Freud’s evaluation of Americans is not high.However, I tend to think that regardless of the context, flirting always involves possibility Even if most people are not good at thinking about the consequences, something will happen. This is usually sex-although not always. Flirting can be a form of deception or manipulation, just like using sexiness to gain money, influence, or information. Of course, this is also part of the reason for the ambiguity of its nature.

Since robots have no sexual desire, the problem of ulterior motives is inevitable. What do they want? Participation is the most likely goal. In general, digital technology has become particularly frivolous in seeking to maximize our attention, using vibrations, bells, and push notification alerts to lure us away from other allegiances and promises.

Most of these strategies rely on flattery to some degree: informing someone likes your photo or mentioning your name or adding you to their network-these promises are always implicit and incomplete. Chatbots just take this compliment to a new level. Many people use machine learning algorithms to map your preferences and adjust themselves accordingly. Anything you share, including the “accidental things” you mentioned—your favorite food, your taste in music—is shaping the robot to bring it closer to your ideals, just like Pygmalion with ivory Carve like the woman he dreams of.

Needless to say, when you make a mistake, the robot will not refute you like a statue, challenge you when you speak foul language, or be offended when you insult its intelligence-all of which can endanger your time spent on the app . In other words, if flattery makes you feel uneasy, it may be because it draws attention to the degree of reliance on being a user, this flattery and self-soothing.

However, my intuition is that chatting with these bots is largely harmless. In fact, if we can return to Freud’s question for a while, then it may be harmless that bothers you. If meaningful relationships do depend on the possibility of consequences — besides, the ability to experience meaning is what distinguishes us from machines — then maybe you have reason to worry that these conversations will make you less human. After all, what could be more harmless than flirting with a mathematical vector network that has no emotions and can tolerate any offense. This relationship cannot be destroyed or perfected? What is more meaningless than this?

This may change one day. In the past century or so, novels, TV, and movies have envisioned a future in which robots can be romantic companions, becoming convincing enough to arouse human love. No wonder interacting with state-of-the-art software feels so messy, before it disappoints again, it shows a brief flash of fulfilling promises-ironic sprints, intuitive shelving. The business of artificial intelligence is itself a flirtation, playing a game that men’s magazines once called a “long-term game.” Despite the excitement surrounding new developments, the technology has never fully fulfilled its promise. We will always live in the uncanny valley. In the restless stage of first love, we dream of a decisive breakthrough and the completion of our dreams is just around the corner.

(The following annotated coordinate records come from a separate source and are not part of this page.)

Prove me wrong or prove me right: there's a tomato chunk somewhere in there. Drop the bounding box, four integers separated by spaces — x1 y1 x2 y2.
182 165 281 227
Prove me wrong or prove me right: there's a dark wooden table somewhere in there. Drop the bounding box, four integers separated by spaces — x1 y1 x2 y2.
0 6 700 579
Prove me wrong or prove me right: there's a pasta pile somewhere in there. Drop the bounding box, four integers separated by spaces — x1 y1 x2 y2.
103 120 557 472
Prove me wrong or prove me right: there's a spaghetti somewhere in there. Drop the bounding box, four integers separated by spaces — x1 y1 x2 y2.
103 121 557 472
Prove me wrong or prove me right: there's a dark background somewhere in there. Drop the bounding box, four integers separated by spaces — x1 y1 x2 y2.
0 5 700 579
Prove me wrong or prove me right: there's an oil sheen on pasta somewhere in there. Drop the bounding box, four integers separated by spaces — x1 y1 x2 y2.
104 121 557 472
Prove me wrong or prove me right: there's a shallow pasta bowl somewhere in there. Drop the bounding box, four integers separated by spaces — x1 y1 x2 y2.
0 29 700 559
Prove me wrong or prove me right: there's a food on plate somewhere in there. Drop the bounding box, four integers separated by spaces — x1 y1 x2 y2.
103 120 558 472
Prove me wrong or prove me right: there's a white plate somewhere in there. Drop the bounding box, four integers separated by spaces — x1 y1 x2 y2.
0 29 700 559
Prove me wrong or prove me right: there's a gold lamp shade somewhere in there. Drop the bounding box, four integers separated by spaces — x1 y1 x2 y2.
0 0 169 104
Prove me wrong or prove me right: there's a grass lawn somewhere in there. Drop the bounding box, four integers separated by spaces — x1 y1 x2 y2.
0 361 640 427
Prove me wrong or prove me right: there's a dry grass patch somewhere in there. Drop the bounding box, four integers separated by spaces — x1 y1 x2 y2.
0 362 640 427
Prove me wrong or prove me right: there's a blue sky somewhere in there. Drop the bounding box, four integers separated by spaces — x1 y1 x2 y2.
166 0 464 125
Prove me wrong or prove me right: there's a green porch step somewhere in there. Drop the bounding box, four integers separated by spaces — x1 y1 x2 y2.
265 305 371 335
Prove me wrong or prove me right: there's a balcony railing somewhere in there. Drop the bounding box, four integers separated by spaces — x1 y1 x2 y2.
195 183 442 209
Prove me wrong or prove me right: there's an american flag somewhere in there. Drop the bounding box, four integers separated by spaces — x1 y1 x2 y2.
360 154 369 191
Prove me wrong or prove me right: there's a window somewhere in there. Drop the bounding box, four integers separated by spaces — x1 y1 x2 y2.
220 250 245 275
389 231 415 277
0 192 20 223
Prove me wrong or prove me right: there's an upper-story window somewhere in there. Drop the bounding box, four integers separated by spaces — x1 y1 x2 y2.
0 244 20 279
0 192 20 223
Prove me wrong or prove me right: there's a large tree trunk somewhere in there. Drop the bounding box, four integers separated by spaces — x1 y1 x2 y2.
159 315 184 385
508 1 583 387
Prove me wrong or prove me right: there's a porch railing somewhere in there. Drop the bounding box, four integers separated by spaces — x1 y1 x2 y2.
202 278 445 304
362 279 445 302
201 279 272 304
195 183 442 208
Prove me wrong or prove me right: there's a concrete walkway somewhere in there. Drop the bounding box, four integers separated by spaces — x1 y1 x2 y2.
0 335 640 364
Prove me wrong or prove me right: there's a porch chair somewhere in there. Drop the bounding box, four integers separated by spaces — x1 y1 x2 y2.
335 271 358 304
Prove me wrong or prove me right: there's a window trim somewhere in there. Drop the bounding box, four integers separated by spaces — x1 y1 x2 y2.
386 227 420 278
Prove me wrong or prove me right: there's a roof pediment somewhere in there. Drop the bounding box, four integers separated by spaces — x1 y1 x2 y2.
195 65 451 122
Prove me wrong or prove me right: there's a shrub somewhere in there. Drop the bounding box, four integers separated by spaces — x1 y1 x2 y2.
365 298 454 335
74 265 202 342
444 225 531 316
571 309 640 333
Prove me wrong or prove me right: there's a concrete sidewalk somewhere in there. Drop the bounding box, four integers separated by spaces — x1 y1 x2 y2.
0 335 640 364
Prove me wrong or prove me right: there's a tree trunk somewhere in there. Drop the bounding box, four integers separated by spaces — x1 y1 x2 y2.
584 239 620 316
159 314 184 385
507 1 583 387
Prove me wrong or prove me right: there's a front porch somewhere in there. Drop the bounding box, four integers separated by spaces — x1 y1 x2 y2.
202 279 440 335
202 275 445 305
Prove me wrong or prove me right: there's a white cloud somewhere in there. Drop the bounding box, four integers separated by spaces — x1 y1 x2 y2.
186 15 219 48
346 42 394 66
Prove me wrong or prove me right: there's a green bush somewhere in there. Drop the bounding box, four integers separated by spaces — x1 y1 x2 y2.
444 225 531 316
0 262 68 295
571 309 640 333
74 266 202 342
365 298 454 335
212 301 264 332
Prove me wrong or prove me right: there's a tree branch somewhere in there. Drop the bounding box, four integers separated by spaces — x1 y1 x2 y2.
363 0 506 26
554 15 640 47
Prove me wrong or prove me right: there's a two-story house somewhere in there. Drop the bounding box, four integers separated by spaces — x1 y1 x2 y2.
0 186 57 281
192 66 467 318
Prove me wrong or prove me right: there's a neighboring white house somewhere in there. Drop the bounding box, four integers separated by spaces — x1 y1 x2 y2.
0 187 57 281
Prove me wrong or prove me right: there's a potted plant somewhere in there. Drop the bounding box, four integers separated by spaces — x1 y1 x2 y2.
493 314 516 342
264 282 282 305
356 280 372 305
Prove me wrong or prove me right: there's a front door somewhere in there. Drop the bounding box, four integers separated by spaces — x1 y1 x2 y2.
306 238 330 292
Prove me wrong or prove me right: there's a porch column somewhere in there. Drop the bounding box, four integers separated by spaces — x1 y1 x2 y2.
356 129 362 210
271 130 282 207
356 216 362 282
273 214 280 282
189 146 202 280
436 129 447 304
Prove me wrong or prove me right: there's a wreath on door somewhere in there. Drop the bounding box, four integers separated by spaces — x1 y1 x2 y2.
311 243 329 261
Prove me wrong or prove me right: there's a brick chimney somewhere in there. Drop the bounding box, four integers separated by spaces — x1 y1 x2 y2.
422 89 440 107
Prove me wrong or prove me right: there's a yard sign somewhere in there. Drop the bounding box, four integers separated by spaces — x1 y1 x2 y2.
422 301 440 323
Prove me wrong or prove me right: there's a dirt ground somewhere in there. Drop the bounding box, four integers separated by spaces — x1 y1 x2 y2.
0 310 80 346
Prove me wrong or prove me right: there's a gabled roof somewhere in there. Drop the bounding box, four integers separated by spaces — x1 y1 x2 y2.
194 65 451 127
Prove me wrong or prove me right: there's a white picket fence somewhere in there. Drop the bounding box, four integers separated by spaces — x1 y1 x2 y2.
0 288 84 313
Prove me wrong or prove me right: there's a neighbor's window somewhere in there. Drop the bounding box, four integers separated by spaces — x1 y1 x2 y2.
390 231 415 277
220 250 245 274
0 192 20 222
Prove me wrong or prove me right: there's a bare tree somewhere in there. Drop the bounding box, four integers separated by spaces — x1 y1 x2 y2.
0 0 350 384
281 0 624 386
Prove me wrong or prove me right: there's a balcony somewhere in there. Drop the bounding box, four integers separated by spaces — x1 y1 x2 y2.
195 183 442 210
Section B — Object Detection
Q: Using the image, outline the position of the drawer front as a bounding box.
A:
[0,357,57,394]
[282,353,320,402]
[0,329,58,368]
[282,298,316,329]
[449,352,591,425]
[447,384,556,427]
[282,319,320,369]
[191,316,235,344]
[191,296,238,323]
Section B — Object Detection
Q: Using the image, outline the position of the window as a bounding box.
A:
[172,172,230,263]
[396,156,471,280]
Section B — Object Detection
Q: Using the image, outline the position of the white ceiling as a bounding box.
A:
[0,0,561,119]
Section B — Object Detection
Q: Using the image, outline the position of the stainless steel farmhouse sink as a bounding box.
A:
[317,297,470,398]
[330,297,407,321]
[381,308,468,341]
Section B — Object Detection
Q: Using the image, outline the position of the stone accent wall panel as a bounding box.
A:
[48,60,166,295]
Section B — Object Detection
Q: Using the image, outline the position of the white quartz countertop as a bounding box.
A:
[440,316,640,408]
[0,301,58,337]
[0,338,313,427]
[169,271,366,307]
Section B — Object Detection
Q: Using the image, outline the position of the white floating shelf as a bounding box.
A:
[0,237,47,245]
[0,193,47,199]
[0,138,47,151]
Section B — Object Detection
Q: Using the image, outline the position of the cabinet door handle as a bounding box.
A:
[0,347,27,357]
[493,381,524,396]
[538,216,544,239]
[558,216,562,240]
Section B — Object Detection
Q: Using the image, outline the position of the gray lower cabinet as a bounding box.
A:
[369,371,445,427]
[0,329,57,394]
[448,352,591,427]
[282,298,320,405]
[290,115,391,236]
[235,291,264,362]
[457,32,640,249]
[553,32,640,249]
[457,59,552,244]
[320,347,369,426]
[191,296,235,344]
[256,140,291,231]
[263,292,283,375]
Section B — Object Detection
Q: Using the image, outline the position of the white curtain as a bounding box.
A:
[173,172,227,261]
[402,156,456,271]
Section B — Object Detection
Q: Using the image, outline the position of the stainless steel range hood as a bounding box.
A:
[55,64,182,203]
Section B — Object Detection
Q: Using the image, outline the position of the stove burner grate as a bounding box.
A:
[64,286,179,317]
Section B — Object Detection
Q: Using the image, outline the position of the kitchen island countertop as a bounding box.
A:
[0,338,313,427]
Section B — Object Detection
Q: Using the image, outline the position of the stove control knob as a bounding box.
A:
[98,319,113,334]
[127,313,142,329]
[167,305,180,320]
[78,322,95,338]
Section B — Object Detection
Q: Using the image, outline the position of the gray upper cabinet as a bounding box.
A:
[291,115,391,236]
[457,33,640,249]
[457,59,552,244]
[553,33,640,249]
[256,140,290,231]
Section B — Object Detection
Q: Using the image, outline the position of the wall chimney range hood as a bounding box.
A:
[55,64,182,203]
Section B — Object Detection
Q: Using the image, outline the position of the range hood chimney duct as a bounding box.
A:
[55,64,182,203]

What should you do? The simplest solution is to delete the app and talk to some real-life people. This will require you to invest in something for yourself, and will automatically introduce risk factors. If you are not interested in this, I think if you treat robot conversations with the moral seriousness of continental love, then you will find that robot conversations are more satisfying in terms of existence, and project yourself into the future to consider that one day it may happen All the moral consequences of accompany such interaction. Assuming that the chatbot eventually becomes complex enough to ask questions about consciousness and soul, how would you think of a theme that is intangible, free, and created just to entertain and seduce you? What are your concerns about the balance of power in such transactions and your obligations as a human being? Keeping these questions in mind will prepare you for the blurring of the line between consciousness and code. At the same time, it will at least make things more interesting.